By the eighteenth century more colors were added to the repertoire and public firework displays became elaborate affairs, often with music, and frequently lasting a couple of hours. The illustration at left is a detail of a fireworks display in Green Park, London, in 1763. One of the most interesting things about this print is that it’s an early 3-D experiment known as a vue d’optique–the words inside the explosion are Vivat Rex in reverse, because the print was designed to be viewed through a mirrored viewer. You can read more about it here.

One of the most famous public fireworks displays was the one in 1749 to celebrate the end of the war for Austrian succession. Handel was commissioned to write the music (Music for the Royal Fireworks), the “machine” from which the fireworks were to be set off took four months to build and 11,000 fireworks were designed by an Italian team led by the noted Gaetano Ruggieri. But the English technicians appointed to set off the fireworks got in a fight with the Italians and half of them were set off prematurely. The rest were never set off. Several spectators died in freak accidents–drowning, falling out of trees. When Princess Di and Prince Charles married in 1981, an attempt was made to replicate this firework display, and it was a dud then, too–“Wedding 6: Fireworks 0” according to the Evening Standard.

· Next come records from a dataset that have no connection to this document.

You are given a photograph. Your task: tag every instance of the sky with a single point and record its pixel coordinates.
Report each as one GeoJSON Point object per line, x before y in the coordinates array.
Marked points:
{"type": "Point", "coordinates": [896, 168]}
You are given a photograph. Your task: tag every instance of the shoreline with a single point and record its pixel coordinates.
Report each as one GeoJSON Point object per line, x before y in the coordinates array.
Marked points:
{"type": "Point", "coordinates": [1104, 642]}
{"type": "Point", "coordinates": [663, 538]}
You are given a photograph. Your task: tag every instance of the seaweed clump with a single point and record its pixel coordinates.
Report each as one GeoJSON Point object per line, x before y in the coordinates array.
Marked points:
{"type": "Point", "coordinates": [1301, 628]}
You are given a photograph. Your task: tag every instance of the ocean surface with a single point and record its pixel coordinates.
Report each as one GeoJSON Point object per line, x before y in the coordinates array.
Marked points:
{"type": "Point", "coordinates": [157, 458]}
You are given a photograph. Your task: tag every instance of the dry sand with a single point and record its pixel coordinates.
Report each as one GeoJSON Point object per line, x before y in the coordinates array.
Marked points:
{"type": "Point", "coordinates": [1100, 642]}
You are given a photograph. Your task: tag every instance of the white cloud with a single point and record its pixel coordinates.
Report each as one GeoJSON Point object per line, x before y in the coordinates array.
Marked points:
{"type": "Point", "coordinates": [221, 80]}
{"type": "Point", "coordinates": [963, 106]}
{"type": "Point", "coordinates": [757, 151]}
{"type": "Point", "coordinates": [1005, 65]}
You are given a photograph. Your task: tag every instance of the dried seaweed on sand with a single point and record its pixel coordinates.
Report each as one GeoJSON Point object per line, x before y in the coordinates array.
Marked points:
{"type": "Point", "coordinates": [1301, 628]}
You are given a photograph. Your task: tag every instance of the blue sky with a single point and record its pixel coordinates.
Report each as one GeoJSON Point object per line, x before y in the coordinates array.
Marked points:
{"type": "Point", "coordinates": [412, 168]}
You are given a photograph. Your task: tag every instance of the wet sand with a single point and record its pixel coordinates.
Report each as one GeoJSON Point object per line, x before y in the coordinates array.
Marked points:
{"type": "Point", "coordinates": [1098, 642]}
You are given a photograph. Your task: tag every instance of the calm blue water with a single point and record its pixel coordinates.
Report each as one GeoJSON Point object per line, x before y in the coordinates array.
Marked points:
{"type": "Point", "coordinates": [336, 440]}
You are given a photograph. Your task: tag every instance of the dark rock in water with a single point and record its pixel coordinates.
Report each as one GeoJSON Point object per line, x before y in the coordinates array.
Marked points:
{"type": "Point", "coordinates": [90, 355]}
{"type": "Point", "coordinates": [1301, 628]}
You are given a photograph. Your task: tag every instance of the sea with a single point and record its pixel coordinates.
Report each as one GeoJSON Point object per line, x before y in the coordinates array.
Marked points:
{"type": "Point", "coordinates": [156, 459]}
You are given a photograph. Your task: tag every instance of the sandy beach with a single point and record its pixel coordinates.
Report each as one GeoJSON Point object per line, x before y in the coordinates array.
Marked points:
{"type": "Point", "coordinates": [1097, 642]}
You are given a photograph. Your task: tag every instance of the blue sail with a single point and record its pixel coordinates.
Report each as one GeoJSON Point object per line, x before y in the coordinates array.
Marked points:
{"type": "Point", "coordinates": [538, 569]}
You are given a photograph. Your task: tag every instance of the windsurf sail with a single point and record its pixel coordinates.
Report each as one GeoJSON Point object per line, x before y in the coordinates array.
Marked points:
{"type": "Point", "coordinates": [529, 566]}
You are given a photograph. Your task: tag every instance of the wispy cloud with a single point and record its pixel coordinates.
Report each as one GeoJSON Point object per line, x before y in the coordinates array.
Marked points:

One intriguing fact that came out when I was reading about fireworks was that many of the manufacturers were family businesses that spanned several generations. Brocks Fireworks, the oldest English company, was founded early in the eighteenth century and started a tradition of public firework displays for the general public in 1826, and given at the Crystal Palace after 1865. The company was eventually bought out by the now defunct Standard Fireworks. More info on English firework companies and some quite gorgeous artwork here.

Do you have a favorite fictional fireworks scene? Or, do you celebrate Fireworks Day?